Which one is the more important consideration must surely depend on how complicated your representation and any related invariants are. Being able to pattern match against values of some relatively simple algebraic data type can be very useful, for example. On the other hand, it's not much fun to accidentally corrupt the super-efficient look-up structure at the heart of your whole system that now uses a complicated set of hash tables and the odd Bloom filter internally after someone spent three weeks optimising it for a 50% speed boost.

> ... are considered failures (or at least security risks) because they allow a third party to act on object implementation internals.

Well, not really, in Java you had to opt in, and you could implement the readObject and writeObject methods to override the default behavior; similarly in Python, you can override __reduce__ and friends as needed.

The security problems are more these protocols are essentially executing arbitrary code when reading data. You'd think, "I can specify a root object and then it's going to specify what its attributes can be, and so forth."

But Python is a dynamically typed language so give a class Foo, its attributes can be anything. (Though now with annotations, it is possible to lock down precisely the types you allow; I wrote a module that does this.[1])

Java could have fixed this if they didn't go with type erasure. `List<Foo>` becomes an `List` at runtime, so there's no way to determine what it ought to contain, short of kludges[2] that other libraries use.

> Security aside, a denormalized representation of data could be different than the implementation specific representation that's encapsulated inside an object.

Yup, as soon as your process has to interact with other processes, even writing to a file and reading it later, it's possible to disagree on how data is represented or what it means. I'll plug another project of mine: I try to make the client smart[3] (enough) to allow versioning[4], as well as avoiding a class hierarchy.

[1]: https://pypi.org/project/json-syntax/

[2]: https://static.javadoc.io/com.google.code.gson/gson/2.8.5/co...

[3]: https://tenet-lang.org/contrast.html

[4]: https://tenet-lang.org/versioning.html

> This is a violation of OOP.

and this is because of that that OOP has a bad name.

It's ok to violate "great principles" when writing software. What I have never seen pan out is dogmatic application of principles.

> consider methods that produce and consume a serialized representation of the data instead

That sounds appallingly inefficient for no design win. This is precisely the problem solved by Java's Iterator interface, and .Net's IEnumerable, isn't it? I can't imagine why we'd want to serialise and deserialise. Or am I misreading things?

It's one of the most efficient ways.

But it's not the cleanest way by any measure. It has tighter internal coupling than any other easy to imagine way. Most of the times, people will use the list normal interface to take the data.

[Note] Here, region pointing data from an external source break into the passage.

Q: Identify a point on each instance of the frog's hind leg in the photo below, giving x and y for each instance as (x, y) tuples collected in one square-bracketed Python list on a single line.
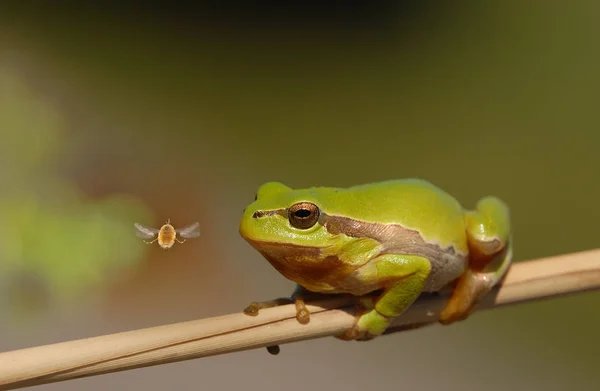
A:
[(490, 255)]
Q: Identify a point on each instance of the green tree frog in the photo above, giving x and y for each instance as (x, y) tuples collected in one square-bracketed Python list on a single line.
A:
[(395, 239)]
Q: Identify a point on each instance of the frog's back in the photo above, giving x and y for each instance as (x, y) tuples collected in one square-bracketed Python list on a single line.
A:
[(412, 203)]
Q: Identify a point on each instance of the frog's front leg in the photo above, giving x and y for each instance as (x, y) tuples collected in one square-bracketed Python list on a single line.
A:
[(404, 277), (300, 294), (490, 255)]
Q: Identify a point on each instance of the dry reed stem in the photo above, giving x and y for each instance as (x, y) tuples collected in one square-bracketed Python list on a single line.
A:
[(525, 281)]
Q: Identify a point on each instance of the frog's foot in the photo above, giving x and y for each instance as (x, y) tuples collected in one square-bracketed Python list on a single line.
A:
[(302, 313), (490, 255), (367, 319), (470, 288), (368, 326)]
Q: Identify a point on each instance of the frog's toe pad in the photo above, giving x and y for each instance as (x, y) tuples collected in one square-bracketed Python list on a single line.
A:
[(368, 326), (252, 309)]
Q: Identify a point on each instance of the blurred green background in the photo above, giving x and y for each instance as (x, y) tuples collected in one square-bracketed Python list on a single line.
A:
[(111, 115)]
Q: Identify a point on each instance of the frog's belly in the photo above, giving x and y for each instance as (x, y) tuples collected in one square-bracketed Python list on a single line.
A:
[(445, 270)]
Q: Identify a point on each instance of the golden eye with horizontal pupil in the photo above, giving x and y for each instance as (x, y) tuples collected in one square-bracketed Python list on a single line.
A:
[(303, 215)]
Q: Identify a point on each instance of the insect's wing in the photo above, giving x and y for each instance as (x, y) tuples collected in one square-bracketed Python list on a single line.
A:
[(191, 231), (145, 232)]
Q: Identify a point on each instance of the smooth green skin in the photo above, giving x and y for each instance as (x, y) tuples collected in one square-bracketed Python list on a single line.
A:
[(410, 203)]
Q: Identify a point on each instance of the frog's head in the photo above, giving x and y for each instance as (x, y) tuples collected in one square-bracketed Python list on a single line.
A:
[(288, 226)]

If performance is a requirement, most OOP people will create a database interface, that the linked list class can write without taking outside of its interface. Most FP people would do it the other way around, and create an interface to applying data to a function that the list can implement. Either way, it can tie with the dirty introspection in performance.

> in which case the cleanest thing is to bypass the interface and extract the "data structure object"

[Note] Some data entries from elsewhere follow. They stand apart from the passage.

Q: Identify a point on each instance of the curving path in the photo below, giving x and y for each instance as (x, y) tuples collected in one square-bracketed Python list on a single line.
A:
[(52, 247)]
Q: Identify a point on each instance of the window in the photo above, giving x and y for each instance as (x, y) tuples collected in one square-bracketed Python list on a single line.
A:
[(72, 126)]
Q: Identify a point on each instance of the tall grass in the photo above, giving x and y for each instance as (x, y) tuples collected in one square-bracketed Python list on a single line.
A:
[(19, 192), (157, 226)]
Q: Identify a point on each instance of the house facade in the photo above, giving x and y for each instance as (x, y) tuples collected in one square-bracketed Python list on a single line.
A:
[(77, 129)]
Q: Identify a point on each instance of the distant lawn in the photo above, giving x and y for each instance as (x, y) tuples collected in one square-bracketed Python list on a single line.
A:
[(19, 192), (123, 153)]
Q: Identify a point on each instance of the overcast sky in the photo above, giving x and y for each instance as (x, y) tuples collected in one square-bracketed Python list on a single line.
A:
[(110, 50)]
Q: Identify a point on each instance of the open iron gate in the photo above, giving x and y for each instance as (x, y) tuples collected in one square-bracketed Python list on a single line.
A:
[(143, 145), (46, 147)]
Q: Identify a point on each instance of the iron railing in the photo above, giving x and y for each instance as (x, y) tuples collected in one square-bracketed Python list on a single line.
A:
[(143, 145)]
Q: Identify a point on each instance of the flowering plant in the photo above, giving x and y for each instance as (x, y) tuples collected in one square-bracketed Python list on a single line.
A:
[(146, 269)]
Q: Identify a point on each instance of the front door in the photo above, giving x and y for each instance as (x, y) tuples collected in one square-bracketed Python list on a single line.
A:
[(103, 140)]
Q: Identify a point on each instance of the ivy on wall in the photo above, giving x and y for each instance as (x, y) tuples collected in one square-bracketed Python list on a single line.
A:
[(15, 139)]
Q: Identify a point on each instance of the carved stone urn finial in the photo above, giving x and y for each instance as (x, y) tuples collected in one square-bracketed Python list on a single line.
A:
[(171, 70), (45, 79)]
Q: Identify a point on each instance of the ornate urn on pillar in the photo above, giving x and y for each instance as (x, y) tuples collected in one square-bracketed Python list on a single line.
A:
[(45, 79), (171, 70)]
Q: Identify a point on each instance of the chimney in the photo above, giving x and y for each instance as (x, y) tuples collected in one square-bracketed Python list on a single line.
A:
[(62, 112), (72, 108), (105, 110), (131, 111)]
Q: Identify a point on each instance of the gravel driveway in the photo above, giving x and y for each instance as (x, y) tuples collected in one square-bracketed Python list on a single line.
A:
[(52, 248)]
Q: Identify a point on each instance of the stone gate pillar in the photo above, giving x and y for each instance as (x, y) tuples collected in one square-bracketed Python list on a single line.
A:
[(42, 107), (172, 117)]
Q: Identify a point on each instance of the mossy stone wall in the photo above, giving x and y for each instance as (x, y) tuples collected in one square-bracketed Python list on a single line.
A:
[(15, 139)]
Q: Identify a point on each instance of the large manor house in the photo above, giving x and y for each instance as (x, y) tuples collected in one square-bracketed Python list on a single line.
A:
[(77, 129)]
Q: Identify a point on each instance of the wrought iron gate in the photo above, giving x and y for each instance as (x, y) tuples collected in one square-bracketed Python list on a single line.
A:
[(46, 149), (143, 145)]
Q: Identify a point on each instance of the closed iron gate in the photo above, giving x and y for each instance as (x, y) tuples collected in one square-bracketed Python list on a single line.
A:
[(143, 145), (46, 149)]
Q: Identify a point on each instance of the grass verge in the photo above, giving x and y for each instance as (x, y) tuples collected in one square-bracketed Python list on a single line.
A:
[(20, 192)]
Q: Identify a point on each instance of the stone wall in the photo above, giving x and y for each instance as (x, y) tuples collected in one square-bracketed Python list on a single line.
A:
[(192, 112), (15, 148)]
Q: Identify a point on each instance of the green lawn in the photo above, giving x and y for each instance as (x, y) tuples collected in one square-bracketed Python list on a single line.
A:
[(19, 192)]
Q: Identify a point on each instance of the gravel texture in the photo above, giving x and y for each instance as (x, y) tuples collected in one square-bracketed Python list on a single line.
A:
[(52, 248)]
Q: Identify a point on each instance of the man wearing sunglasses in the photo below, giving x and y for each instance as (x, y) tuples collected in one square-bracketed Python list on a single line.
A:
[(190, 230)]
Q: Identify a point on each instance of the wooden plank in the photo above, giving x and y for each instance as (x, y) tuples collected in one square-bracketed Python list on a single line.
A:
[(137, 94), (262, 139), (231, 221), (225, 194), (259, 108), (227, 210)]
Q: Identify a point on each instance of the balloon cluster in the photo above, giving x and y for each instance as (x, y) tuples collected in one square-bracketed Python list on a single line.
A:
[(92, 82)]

That doesn't seem like the cleanest to me. Instead, you'd use the interface to read/write to the list as you write/read it to storage. At no time do you want to reach into the LinkedList object and access it's internal mechanism.

I have these kinds of arguments with my C# co-workers all the time, and they usually have some annoyingly reasonable solution like "create a database serialization class with a linked list consumer". :)
This reminded me of design antipattern “Public Morozov”, named after Soviet pioneer Pavlik Morozov, who denounced his father to the secret police. In this design antipattern implementation details are exposed via convenient public methods.
In a purely oop language, data structures exist as an implementation detail, but you can never access them directly

In Smalltalk, you can have a TreeNode class and instantiate TreeNode instances. This is often the way that binary trees are implemented in Smalltalk. In that case, data structures exist as a design of interacting objects. In that case, you can molest them fairly directly using the object interface.

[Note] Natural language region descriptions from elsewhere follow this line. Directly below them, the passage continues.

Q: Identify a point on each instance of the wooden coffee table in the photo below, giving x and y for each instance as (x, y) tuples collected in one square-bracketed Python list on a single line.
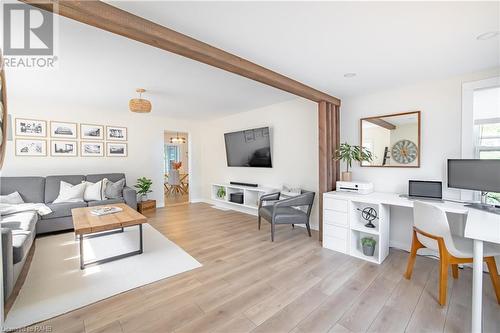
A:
[(88, 225)]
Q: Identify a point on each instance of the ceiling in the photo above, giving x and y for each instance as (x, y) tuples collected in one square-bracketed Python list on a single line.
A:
[(387, 44)]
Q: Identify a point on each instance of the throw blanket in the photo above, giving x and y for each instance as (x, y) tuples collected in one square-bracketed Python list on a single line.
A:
[(41, 209)]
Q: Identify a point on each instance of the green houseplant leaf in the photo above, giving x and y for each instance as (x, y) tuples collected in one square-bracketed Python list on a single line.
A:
[(348, 153), (368, 241), (143, 185)]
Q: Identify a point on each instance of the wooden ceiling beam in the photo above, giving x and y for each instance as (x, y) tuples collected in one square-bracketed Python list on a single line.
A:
[(381, 123), (104, 16)]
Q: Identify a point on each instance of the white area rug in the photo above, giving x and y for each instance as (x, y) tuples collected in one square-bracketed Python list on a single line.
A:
[(56, 285)]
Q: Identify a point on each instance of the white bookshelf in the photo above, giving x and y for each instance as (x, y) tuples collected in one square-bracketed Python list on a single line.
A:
[(343, 226), (251, 196)]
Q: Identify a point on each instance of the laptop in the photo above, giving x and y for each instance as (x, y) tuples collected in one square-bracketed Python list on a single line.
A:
[(425, 190)]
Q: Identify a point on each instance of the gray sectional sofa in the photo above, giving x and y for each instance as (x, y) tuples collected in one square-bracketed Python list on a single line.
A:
[(19, 230)]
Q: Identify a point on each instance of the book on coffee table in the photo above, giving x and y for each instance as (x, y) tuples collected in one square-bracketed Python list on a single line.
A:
[(105, 210)]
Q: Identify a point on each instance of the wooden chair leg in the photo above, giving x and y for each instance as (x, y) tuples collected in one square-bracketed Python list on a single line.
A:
[(492, 267), (443, 280), (454, 270), (415, 245)]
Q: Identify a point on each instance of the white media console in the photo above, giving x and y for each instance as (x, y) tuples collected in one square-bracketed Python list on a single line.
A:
[(251, 196)]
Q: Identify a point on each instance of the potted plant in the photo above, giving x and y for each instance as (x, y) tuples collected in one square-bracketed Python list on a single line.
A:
[(144, 187), (221, 192), (347, 154), (368, 245)]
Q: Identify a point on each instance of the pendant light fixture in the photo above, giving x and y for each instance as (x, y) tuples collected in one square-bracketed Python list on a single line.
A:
[(139, 105), (177, 139)]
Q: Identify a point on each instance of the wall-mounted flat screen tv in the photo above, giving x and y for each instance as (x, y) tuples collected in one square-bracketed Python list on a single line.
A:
[(249, 148)]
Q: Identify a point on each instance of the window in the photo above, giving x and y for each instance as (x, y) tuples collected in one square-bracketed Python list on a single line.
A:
[(172, 154), (487, 128)]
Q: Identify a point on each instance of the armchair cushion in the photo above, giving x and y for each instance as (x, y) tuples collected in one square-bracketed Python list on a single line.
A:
[(284, 215)]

The same goes for Java and C#. Basically, you can design in such a way, that you can essentially have C or Fortran in any language, even a pure OO language like Smalltalk. The right way to do this in Smalltalk, is to use a Facade, which can be used to hide the guts of your data structure.

In Haskell this can be pushed further, by making existential types, i.e. opaque type that's only known to implement some type class. This doesn't seem to be that useful in Haskell (I think it's because of the immutability), but trait objects in Rust are pretty much the same and are used more often.

As a side note, I hope that the situation with pre- and postcondition checking improves (runtime verficiation like in Racket seems too heavyweight for me, dependent types alone are kind of clunky, type refinements are either bolted onto existing languages (LiquidHaskell, F7) and don't always fit, or exist in very obscure ones (F*)), and we can drop information hiding for the sake of safety alone. I don't like how today the "safe" option is to severly limit what you can do with a data type (want to safely index an array? just use an iterator! oh, you wanted to index two arrays at once? just zip them and hope the compiler makes the tuples go away! you wanted O(1) indexing? too bad, no can do).

> This doesn't seem to be that useful in Haskell (I think it's because of the immutability)

I suspect it's because of the polymorphism. Why write a function that operates on some unknown a for which a Foo implementation exists when it's so easy to write a function that operates on any a for which a Foo implementation exists?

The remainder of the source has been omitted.